By Luke Balleny
A critical look at some of the good governance stories from the past week:
When will there be a major sporting event without corruption? Even this year’s London Olympics haven’t been immune to scandal. Perhaps one of the reasons why it feels like every major sporting event is accompanied by a corruption scandal is because countries with high levels of corruption have been hosting tournaments of late. The Beijing 2008 Olympics, Delhi 2010 Commonwealth Games,Sochi 2014 Winter Olympics and Brazil 2014 World Cup and Rio 2016 Olympics have all suffered scandals and all of them are perceived as corrupt in Transparency International’s 2011 Corruption Perceptions Index.
This is an interesting opinion piece from the Jakarta Post, a newspaper that rarely seems to go to print without publishing at least one corruption-related story. The author comments on the trend for Indonesian officials who have been accused of corruption to wear religious clothing in court, such as the hijab, despite the fact that they had previously never given any indication of religious observance.
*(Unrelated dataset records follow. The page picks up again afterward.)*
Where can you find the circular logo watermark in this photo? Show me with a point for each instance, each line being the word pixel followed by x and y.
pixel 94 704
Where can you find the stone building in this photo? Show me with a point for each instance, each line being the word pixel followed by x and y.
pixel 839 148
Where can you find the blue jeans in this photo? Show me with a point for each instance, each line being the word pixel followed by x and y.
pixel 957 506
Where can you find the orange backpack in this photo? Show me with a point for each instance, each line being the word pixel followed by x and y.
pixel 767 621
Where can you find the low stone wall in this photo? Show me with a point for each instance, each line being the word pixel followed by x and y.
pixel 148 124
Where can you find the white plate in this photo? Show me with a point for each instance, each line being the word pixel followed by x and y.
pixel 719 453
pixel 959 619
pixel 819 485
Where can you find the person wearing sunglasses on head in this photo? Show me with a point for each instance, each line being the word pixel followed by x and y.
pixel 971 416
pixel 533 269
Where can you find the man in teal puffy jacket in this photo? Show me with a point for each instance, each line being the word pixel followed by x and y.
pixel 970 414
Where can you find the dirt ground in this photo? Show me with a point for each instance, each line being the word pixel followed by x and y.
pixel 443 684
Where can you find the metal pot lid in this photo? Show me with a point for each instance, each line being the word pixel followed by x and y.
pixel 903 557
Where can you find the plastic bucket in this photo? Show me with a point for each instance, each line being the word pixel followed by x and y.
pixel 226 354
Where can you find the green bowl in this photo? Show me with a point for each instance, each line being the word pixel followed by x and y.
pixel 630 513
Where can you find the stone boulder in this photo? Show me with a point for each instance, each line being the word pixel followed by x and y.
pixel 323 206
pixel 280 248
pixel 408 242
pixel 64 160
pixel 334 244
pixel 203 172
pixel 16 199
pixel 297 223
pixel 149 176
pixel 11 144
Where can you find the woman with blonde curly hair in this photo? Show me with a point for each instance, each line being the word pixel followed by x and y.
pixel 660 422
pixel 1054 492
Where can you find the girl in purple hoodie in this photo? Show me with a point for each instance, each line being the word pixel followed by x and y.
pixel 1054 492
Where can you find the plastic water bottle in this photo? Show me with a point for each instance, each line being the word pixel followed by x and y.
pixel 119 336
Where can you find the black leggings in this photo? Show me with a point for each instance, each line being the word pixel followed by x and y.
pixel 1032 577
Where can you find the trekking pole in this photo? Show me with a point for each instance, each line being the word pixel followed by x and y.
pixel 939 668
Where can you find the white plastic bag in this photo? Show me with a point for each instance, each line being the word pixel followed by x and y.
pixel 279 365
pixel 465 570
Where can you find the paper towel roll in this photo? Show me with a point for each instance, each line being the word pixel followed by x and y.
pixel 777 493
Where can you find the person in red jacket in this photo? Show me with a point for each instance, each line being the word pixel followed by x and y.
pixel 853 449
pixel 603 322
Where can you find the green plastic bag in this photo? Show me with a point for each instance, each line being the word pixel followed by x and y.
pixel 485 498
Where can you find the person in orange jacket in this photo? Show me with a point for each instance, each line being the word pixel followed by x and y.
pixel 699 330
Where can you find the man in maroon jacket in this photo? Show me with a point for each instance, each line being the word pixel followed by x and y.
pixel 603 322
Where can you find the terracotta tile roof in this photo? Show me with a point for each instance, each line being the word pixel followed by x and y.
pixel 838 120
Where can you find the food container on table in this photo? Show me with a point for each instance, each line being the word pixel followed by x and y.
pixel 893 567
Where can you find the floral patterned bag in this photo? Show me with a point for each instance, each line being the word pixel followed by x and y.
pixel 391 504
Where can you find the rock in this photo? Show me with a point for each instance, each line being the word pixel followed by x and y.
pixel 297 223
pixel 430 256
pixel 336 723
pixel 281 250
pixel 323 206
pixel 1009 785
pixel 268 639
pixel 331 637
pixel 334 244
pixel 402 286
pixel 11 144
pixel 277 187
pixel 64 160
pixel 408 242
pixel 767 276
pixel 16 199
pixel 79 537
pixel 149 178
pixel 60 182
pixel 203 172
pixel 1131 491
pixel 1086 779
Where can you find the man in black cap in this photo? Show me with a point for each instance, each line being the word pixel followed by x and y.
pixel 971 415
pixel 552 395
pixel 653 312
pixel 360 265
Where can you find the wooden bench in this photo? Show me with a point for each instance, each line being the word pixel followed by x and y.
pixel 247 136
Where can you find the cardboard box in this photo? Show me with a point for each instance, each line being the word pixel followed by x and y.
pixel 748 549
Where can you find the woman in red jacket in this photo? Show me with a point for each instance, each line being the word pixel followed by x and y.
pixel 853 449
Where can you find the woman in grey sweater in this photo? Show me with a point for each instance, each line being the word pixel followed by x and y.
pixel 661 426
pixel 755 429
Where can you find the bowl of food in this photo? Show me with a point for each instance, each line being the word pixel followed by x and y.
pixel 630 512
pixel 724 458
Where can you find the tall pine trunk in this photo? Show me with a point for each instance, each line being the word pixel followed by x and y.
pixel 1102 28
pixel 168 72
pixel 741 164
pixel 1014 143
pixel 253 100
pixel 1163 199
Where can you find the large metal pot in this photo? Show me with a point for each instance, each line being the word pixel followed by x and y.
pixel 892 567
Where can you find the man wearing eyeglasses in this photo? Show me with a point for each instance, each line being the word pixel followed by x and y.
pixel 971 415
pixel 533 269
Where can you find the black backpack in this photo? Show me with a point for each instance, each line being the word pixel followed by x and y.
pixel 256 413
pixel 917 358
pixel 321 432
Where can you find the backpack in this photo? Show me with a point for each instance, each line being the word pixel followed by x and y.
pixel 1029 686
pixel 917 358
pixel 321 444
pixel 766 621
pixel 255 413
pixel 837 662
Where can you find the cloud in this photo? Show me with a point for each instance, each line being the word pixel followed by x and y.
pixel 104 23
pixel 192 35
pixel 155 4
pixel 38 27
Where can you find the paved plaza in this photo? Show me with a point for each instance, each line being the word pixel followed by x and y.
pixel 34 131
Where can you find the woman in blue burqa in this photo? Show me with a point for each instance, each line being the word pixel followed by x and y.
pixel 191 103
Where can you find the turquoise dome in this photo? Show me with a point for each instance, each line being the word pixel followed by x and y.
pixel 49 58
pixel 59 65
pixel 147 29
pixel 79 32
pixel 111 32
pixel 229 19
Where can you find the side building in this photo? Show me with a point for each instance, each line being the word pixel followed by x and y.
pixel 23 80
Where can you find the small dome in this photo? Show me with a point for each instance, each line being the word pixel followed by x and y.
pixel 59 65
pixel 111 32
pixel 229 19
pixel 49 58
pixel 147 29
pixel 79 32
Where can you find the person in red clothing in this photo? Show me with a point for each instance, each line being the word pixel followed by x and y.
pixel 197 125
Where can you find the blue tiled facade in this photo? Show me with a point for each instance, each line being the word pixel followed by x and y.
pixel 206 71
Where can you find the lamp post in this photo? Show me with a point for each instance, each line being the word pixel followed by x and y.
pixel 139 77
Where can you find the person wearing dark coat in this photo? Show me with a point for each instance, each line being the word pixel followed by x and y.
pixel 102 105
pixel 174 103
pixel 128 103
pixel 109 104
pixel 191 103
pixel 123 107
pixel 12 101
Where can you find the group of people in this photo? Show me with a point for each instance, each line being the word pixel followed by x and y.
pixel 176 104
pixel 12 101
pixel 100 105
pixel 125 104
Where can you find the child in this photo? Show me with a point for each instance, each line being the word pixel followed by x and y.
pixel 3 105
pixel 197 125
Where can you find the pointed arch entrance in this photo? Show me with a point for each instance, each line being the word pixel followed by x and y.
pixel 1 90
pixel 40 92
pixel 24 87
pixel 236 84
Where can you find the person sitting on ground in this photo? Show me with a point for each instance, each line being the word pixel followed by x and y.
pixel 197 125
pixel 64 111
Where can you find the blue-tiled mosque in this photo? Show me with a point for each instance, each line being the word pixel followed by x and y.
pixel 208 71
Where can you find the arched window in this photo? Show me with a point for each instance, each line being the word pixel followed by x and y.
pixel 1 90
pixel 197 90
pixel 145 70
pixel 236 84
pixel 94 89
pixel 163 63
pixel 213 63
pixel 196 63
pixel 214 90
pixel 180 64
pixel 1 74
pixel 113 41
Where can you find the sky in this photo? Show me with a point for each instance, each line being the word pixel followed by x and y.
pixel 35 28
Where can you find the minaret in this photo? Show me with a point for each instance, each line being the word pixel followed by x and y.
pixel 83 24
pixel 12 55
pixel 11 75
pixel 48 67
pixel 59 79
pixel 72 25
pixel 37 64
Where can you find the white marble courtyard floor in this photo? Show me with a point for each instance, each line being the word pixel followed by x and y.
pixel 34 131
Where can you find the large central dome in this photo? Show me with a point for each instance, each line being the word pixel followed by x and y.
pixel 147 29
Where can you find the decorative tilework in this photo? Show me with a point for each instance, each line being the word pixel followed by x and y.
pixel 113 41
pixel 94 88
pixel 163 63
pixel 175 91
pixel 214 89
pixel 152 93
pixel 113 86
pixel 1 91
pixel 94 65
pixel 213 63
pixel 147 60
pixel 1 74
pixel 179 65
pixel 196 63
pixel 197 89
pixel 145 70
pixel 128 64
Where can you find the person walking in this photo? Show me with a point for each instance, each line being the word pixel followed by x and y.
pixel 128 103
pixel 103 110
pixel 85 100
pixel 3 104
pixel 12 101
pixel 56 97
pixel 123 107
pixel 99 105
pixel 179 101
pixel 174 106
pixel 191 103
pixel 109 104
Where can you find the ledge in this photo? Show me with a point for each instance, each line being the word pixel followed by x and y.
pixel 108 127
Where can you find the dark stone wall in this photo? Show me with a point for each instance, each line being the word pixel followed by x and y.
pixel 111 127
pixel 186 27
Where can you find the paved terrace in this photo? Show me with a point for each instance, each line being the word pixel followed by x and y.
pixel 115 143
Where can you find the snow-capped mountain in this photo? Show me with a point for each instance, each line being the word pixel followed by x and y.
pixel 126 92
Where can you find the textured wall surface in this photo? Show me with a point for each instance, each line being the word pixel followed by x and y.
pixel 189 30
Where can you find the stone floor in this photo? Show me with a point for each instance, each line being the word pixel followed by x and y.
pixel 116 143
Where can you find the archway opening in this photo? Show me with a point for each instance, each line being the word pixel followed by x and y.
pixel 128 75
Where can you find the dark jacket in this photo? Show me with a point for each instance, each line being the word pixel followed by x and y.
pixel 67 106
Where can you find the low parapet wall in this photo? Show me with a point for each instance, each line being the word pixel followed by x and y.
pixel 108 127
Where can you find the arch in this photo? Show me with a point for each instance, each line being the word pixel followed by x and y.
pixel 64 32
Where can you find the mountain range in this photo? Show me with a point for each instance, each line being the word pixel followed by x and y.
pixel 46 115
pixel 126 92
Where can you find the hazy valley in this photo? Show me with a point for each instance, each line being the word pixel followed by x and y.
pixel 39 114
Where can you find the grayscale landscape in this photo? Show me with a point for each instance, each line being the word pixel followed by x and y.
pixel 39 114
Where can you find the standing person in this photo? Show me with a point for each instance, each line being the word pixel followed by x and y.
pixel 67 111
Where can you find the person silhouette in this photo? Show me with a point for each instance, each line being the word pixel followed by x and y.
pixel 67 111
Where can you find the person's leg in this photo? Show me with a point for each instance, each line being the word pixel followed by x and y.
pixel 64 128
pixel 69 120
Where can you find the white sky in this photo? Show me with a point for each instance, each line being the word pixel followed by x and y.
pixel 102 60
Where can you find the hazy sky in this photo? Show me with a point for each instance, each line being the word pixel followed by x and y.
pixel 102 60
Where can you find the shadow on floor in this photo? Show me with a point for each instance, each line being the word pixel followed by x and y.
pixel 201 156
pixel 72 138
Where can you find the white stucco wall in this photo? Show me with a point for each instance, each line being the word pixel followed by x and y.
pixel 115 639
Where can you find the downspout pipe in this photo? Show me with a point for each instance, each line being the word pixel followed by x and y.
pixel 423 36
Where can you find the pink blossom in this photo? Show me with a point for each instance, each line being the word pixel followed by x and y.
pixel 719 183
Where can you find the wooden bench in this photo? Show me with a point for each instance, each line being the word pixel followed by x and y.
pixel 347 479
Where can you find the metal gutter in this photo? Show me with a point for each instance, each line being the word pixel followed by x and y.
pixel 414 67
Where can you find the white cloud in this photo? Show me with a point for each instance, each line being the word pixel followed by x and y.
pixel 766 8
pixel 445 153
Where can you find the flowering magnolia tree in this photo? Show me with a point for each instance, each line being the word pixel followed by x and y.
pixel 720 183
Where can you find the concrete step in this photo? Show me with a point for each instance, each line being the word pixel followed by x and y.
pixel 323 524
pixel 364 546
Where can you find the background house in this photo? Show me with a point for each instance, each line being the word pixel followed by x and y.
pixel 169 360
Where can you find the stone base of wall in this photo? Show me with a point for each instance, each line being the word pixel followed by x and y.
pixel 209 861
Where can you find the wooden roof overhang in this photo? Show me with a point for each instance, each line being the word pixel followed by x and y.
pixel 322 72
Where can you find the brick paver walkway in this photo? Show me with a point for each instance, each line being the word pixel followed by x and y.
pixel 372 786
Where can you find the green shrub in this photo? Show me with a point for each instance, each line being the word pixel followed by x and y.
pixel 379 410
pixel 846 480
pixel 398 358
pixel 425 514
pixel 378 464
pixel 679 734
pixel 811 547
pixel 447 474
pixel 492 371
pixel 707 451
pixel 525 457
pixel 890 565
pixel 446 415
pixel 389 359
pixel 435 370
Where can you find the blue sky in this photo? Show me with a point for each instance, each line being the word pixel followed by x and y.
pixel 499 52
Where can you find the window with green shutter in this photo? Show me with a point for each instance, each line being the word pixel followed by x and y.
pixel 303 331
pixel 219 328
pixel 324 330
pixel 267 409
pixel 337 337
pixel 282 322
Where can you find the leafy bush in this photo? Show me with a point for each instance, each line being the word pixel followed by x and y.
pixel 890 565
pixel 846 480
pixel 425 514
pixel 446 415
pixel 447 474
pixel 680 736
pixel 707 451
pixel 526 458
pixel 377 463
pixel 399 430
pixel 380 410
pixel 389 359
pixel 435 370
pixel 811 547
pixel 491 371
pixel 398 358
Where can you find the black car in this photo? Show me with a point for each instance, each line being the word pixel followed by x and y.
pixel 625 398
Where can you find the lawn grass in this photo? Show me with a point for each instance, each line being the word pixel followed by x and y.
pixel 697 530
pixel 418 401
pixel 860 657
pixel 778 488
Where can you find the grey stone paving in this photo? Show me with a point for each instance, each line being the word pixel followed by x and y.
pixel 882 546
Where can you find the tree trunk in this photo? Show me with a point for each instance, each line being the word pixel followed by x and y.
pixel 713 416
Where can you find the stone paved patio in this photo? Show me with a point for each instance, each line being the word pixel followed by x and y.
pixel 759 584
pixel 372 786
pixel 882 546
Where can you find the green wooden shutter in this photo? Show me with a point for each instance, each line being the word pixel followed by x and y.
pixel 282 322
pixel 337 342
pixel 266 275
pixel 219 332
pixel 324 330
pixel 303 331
While those officials may think it makes them look pious and contrite, the author argues that the opposite is true and in fact it just makes them look hypocritical.
Pakistan seems to be lurching from one corruption-related crisis to another right now. The Supreme Court, led by Justice Iftikhar Chaudhry, disqualified Prime Minister Yusuf Raza Gilani from office this week having earlier found him guilty of contempt of court after he refused to reopen corruption cases against President Asif Ali Zardari. However, analysts say only parliament can dismiss the PM. Chaudhry is now facing another headache after a billionaire accused the chief justice's son of corruption in a controversial interview which has rocked the credibility of a major television station.
Indonesian tax collectors are to have three weeks of military training from the president’s special forces in order to “build character”. The report caught my eye after a recent story turned the spotlight on the tactics of Brazil’s much feared, gun-toting, tax collectors, who are famed for their furious pursuit of anyone not paying up. But I’m not sure that Indonesia’s tax dodgers will be quaking in their (well-heeled) boots just yet.
Alexander Lebedev, the financial backer of UK newspaper The Independent, has said that he would fund the Russian opposition activist and anti-corruption blogger Alexei Navalny, should Navalny ever run for president. Forbes magazine estimates that Lebedev has a net worth of $1.1 billion but Lebedev’s rolodex of wealthy friends would probably be just as useful to Navalny as his money. Against an establishment candidate, be it Putin or Putin’s successor, $1.1 billion is chicken feed.
While stories of corrupt officials in India having their houses seized and put to good use are no longer new (see here for the TrustLaw story), I can’t get enough of them. It just seems like the perfect punishment for an official who has abused entrusted power for private gain (the Transparency International definition of corruption). However, this story is troubling due to the fact that the official in question was first investigated in 1989 and the case is still pending! As far as I can see, the official hasn’t been found guilty yet his house was confiscated anyway. Whatever happened to the rule of law?